Egypt is no longer sovereign in the Sinai Peninsula. Islamic State terrorists, moving freely throughout the Sinai’s Northern Province, have been delivering stinging defeats on Egypt’s military and police convoys. The November 24 mass murder of Sufi Muslim worshippers by radical Sunni terrorists in the Northern Sinai Province underlines the Egyptian government’s loss of control in the area. If Cairo changes its tactics and strategy, however, the Sinai can be saved.
Initially, Islamic State terrorists in the Sinai Desert feasted on soft targets, such as Coptic Christian communities and local, lightly defended, police stations. The Egyptian military’s inability to prevent these attacks or subdue jihadist forces simply emboldened the terrorists. In mid-October, Islamic State jihadists even robbed a bank in the northern Sinai’s provincial capital, El-Arish, making off with about a million dollars to help finance their anti-government campaign. Large tracts of the northern Sinai are slipping out of Egypt’s control due to the military inefficiencies and counterproductive policies of government security forces.

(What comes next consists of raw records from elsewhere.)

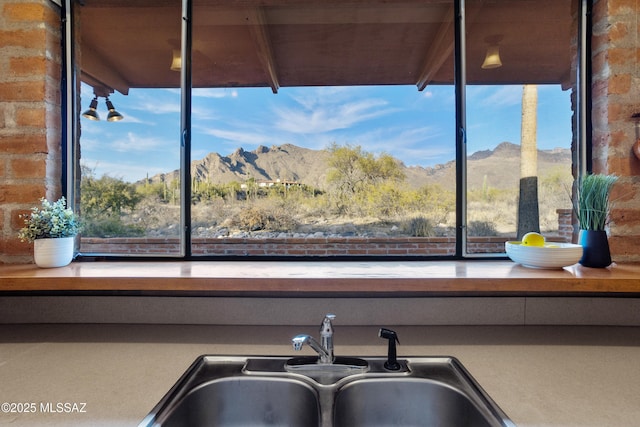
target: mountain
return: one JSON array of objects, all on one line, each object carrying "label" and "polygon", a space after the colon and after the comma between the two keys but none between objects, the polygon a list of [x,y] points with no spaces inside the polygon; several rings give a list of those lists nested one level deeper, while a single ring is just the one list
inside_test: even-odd
[{"label": "mountain", "polygon": [[[316,188],[325,186],[328,152],[293,144],[260,146],[253,151],[238,148],[228,156],[209,153],[202,160],[191,162],[192,177],[214,183],[256,181],[297,181]],[[543,178],[560,173],[571,175],[571,150],[556,148],[538,150],[538,175]],[[456,183],[455,162],[433,167],[405,166],[403,172],[410,187],[440,184],[453,190]],[[152,181],[172,181],[178,171],[156,175]],[[469,188],[518,188],[520,179],[520,146],[503,142],[493,150],[477,151],[467,157]]]}]

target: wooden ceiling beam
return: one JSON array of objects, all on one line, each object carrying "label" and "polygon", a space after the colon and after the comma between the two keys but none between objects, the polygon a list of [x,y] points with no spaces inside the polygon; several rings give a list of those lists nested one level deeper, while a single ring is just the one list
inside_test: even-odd
[{"label": "wooden ceiling beam", "polygon": [[88,76],[87,79],[81,79],[92,86],[100,83],[100,86],[113,88],[123,95],[129,93],[129,83],[90,46],[82,46],[81,70],[83,75]]},{"label": "wooden ceiling beam", "polygon": [[453,6],[450,6],[444,13],[436,36],[429,45],[422,71],[416,82],[419,91],[424,90],[424,88],[431,83],[433,77],[437,74],[440,67],[442,67],[442,64],[444,64],[447,58],[453,53],[455,43],[453,15]]}]

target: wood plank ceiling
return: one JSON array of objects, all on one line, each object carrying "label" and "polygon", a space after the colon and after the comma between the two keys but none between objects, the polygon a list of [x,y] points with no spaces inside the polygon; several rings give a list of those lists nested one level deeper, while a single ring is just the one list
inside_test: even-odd
[{"label": "wood plank ceiling", "polygon": [[[467,0],[468,84],[571,84],[572,0]],[[451,0],[195,0],[194,87],[453,82]],[[180,0],[85,0],[81,79],[117,90],[175,88]],[[503,66],[482,69],[499,44]]]}]

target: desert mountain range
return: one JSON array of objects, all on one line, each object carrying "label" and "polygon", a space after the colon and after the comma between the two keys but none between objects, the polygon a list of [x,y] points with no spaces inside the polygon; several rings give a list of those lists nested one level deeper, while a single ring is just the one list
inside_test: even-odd
[{"label": "desert mountain range", "polygon": [[[221,156],[209,153],[191,163],[192,177],[199,181],[217,184],[233,181],[296,181],[315,188],[324,188],[327,175],[326,150],[312,150],[293,144],[260,146],[253,151],[238,148],[232,154]],[[419,188],[425,184],[440,184],[446,189],[455,187],[455,162],[433,167],[405,166],[402,170],[407,184]],[[571,151],[556,148],[538,150],[538,176],[543,179],[551,174],[563,178],[571,176]],[[172,181],[178,171],[156,175],[152,181]],[[520,179],[520,146],[503,142],[493,150],[475,152],[467,157],[467,176],[470,189],[487,185],[491,188],[517,188]]]}]

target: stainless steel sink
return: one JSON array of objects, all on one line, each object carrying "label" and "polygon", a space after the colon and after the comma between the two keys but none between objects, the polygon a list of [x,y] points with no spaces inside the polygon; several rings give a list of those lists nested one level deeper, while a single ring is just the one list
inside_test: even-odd
[{"label": "stainless steel sink", "polygon": [[315,359],[202,356],[139,427],[515,426],[455,358]]}]

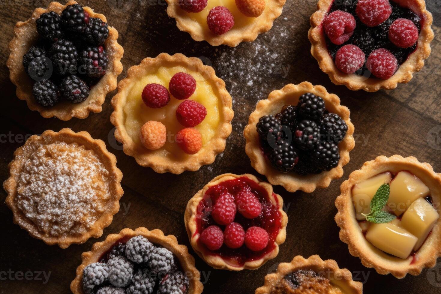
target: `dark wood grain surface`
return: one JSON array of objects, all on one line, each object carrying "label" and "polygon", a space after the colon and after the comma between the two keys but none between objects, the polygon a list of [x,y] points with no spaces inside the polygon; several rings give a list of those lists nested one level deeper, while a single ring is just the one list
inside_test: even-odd
[{"label": "dark wood grain surface", "polygon": [[437,0],[430,1],[428,6],[433,13],[435,39],[426,65],[408,84],[399,85],[392,91],[375,93],[351,92],[344,86],[334,85],[319,70],[309,53],[307,37],[315,0],[288,0],[283,14],[270,31],[260,35],[254,42],[242,43],[235,48],[213,47],[206,42],[193,41],[168,17],[164,0],[80,1],[105,15],[109,24],[119,32],[119,41],[125,51],[122,60],[124,69],[120,79],[129,67],[145,57],[154,57],[162,52],[179,52],[201,57],[225,80],[233,97],[235,112],[233,131],[226,148],[212,164],[177,175],[157,174],[138,166],[133,158],[124,154],[113,136],[113,127],[109,120],[112,110],[110,99],[114,93],[108,95],[101,113],[67,122],[44,119],[17,98],[15,87],[9,81],[5,65],[9,55],[7,44],[15,23],[27,19],[34,8],[45,7],[49,1],[0,1],[0,182],[7,178],[7,164],[14,150],[24,144],[26,138],[47,129],[58,131],[67,127],[75,131],[87,131],[93,138],[105,141],[108,150],[118,159],[118,166],[123,174],[124,191],[121,211],[104,230],[103,236],[63,249],[30,237],[13,224],[12,213],[3,203],[6,194],[2,189],[0,293],[69,292],[81,253],[89,250],[93,243],[108,234],[126,227],[159,228],[166,234],[175,235],[180,243],[190,247],[183,221],[187,201],[220,174],[250,173],[258,176],[244,151],[242,132],[248,117],[256,103],[265,98],[271,91],[304,81],[325,86],[328,91],[338,95],[342,104],[351,110],[356,145],[351,153],[350,162],[344,167],[344,174],[327,189],[310,194],[289,193],[280,186],[275,187],[288,207],[287,238],[277,257],[258,270],[230,272],[213,270],[190,248],[196,257],[197,268],[202,272],[204,292],[254,293],[278,263],[289,261],[297,255],[307,257],[317,254],[323,259],[335,259],[340,267],[349,269],[355,279],[364,283],[365,293],[441,293],[441,262],[434,269],[423,270],[419,276],[408,275],[401,280],[378,275],[349,254],[348,246],[339,238],[339,228],[334,221],[336,212],[334,201],[339,194],[340,184],[366,160],[381,155],[413,156],[441,171],[441,5]]}]

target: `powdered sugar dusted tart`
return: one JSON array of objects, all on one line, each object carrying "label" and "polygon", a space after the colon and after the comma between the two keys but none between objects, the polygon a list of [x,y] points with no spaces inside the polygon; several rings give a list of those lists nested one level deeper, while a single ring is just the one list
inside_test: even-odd
[{"label": "powdered sugar dusted tart", "polygon": [[[74,294],[84,294],[82,280],[85,268],[90,264],[105,261],[107,257],[112,248],[120,244],[124,244],[131,238],[137,236],[142,236],[147,238],[153,245],[165,248],[173,253],[177,270],[182,272],[189,282],[188,287],[180,293],[187,294],[200,294],[204,287],[199,281],[201,274],[194,266],[194,258],[188,252],[187,247],[179,244],[176,237],[173,235],[165,236],[162,231],[157,229],[149,231],[140,227],[133,230],[126,228],[118,234],[108,235],[102,242],[94,244],[90,251],[84,252],[81,255],[81,264],[77,268],[76,277],[71,283],[71,290]],[[164,278],[165,279],[165,277]]]},{"label": "powdered sugar dusted tart", "polygon": [[116,163],[104,142],[87,132],[32,136],[14,153],[3,184],[14,222],[62,248],[101,236],[123,195]]},{"label": "powdered sugar dusted tart", "polygon": [[290,263],[279,264],[275,273],[267,275],[256,294],[361,294],[363,290],[363,284],[355,282],[351,272],[339,268],[335,261],[298,255]]}]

These shortcomings include an unwillingness to change tactics, ineffective weapon systems for desert combat, and lack of proper logistical support. The troop convoys sent into the desert are “red meat” for the jihadists, “who mount sophisticated multi-tiered attacks and employ snipers to demoralize security forces.”
The jihadists station their lookouts atop high desert sand dunes to monitor the approach of security forces; convoys are visible from miles away. On one occasion, the terrorists were seemingly able to lure security forces into an ambush.